People have marriages in the same way these days. When they get to be too big or too much they get divorced and move on.
What about the marriage vows? What about the idea on ‘till death do us part’? What about ‘for richer or for poorer’? What about ‘in sickness and in health’? Maybe people can’t handle the “poorer and sickness” parts, and were hoping they’d luck out and get the “richer and healthy” part. It is a package deal, and a crapshoot. You get both, in unequal proportions.
These vows – which are made in front of friends and family and sometimes a minister – don’t seem to mean anything anymore. These are legally binding vows. There’s a document that is signed for the state as well. This is a legal contract.
Perhaps what people mean is that they say “I’ll stick with you as long as things are good. I’ll stick with you as long as you suit my purposes. I’ll stick with you as long as I like you.”
Marriages aren’t about convenience or comfort. Marriages are about committing for the long haul. The other person may drive you completely up the wall but that doesn’t mean that you get to get divorced. The bliss that you have at the beginning of your marriage doesn’t last long. What do you do after that fades?
I’m not quite sure about people who get divorces. Now if you’re on the receiving end of a divorce that’s different. If your spouse initiates it and will not reconcile you don’t have much of a choice. But if you initiate then what do your vows really mean? How can you be trusted to say you’ll do anything? If you can’t honor your wedding vow, then why can you be trusted at work? Why trust you with a home loan? What does your word mean?

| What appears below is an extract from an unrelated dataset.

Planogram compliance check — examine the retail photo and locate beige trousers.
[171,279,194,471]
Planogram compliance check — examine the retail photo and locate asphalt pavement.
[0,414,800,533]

Marriage is kind of like buying a present with someone and you’re drawn to the pretty wrapping paper. But once you open the box and start looking inside, you realize that it’s a machine that has a bunch of pieces. They are all jumbled loose in the box, and there’s no instruction manual. You have to figure out how to put it together along with the other person. You both are pulling out pieces and you’re wondering how they go together to make this machine work, this machine called marriage. Since you both come from different backgrounds you both have different ideas about what parts go where and what parts are more important than other ones. But you still both have to work on this thing to make it go. You can’t just throw it away once it gets difficult. You can’t just keep looking at the pretty wrapping paper and wondering why it doesn’t match this difficult thing that is on the inside.